Cyber Incident Victim: Aristotle University of Thessaloniki
Date:
May 2017
Location:
Greece
Summary
A ransomware attack impacted Aristotle University of Thessaloniki, affecting a limited number of personal computers that were outdated and lacked Windows updates. The malware encrypted local files on USB devices and deleted administrative folder contents, prompting the university's IT administrators to implement containment measures to prevent further spread. The incident was part of a broader global cyberattack targeting government agencies, corporations like Telefonica and Renault, and educational institutions across multiple countries. Attackers exploited a Windows vulnerability patched months prior, using ransomware to lock files and demand bitcoin payments for decryption. The university advised users to back up data, update antivirus software, and disconnect external storage devices while technicians investigated the security breach.
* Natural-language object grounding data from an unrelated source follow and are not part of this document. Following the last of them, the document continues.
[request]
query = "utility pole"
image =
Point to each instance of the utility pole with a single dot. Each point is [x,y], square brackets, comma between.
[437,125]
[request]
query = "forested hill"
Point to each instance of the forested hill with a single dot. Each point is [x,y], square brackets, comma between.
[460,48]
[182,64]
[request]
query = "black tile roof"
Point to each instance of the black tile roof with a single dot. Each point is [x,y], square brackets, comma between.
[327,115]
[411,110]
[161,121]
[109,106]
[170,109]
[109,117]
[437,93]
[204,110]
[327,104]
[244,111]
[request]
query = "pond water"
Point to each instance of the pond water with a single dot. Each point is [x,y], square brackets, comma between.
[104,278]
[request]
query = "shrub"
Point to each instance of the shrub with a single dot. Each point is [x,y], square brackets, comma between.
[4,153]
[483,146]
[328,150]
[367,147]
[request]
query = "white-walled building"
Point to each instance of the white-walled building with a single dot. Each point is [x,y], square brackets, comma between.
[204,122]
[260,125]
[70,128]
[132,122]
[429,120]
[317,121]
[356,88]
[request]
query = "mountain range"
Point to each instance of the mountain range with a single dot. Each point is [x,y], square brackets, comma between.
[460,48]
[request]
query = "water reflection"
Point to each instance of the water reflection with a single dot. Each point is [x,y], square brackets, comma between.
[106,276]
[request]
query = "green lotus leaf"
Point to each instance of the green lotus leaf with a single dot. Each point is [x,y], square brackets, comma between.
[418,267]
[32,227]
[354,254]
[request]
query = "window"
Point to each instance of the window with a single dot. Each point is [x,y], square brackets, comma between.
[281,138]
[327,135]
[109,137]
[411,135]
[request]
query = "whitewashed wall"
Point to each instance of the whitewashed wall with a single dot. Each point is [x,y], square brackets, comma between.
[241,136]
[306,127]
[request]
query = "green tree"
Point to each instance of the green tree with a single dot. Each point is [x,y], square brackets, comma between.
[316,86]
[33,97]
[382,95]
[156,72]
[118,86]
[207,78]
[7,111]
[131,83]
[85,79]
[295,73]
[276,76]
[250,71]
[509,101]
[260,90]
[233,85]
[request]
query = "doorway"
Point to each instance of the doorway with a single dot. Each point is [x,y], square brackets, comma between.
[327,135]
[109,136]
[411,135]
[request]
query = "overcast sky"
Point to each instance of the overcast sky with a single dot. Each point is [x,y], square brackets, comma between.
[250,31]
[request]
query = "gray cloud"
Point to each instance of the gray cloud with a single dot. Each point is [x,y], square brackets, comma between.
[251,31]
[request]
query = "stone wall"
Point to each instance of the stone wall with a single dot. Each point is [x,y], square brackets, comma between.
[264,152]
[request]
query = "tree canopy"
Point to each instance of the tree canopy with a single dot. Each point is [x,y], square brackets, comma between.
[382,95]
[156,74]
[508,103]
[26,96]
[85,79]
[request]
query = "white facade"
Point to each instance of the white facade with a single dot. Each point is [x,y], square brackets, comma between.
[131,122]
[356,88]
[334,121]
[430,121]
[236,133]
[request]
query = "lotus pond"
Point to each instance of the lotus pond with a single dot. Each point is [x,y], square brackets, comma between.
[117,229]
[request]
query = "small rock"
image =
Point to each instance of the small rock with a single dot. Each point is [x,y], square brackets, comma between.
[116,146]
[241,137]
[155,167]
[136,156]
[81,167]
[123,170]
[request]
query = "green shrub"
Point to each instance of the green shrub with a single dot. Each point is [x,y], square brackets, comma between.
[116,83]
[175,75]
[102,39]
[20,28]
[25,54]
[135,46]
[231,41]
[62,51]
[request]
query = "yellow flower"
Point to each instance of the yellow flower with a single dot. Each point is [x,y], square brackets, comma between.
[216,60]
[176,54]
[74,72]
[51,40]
| CIA Posture | Motives | Tactics, Techniques & Procedures |
|---|---|---|
| Available to members | 1 motive | 1 technique |
| Threat Actor | Type | Location |
|---|---|---|
| 1 actor | Available to members | Available to members |
Description
On May 13, 2017, Aristotle University of Thessaloniki (AUTH) became a victim of a global ransomware campaign affecting organizations across at least 99 countries. The university's Electronic Governance Center administrators detected the incident after multiple users reported symptoms consistent with ransomware infection through the institution's User Service Helpdesk. Affected systems exhibited two primary malicious behaviors: encryption of local files on removable USB storage devices and deletion of files within administrative directories. Technical analysis confirmed the malware as a crypto-ransomware variant that locked files (including videos, photos, and Word documents) and demanded Bitcoin payments for decryption. The attack specifically targeted older, unpatched Windows systems within the university that lacked recent security updates, with compromised devices identified as personal computers rather than central administrative systems.
University administrators implemented immediate containment measures upon verification of the attack, including network isolation protocols to prevent further malware spread. A campus-wide advisory urged users to disconnect external backup devices (USB sticks, portable drives) and avoid opening email attachments from unknown senders. The institution emphasized verifying antivirus software updates and operating system patches, while technical teams conducted forensic examinations. Deputy Director Theodoros Laopoulos confirmed that only a limited number of outdated personal computers were compromised, with central university operations remaining unaffected. Concurrently, international investigations revealed the ransomware exploited a Windows vulnerability patched by Microsoft in March 2017, utilizing hacking tools originally developed by the NSA that had been leaked prior to the attacks. This global incident impacted major entities including Spain's Telefonica, France's Renault, Russian railways, FedEx, and educational institutions in South Korea, prompting emergency responses from multiple governments. The UK convened its COBRA emergency committee, while G7 finance ministers meeting in Italy pledged coordinated action against cybercrime. Despite widespread disruption, authorities including Ciaran Martin of the UK's National Cyber Security Centre clarified that file encryption did not necessarily indicate data theft, with ongoing investigations focused on attack methodologies and perpetrator identification.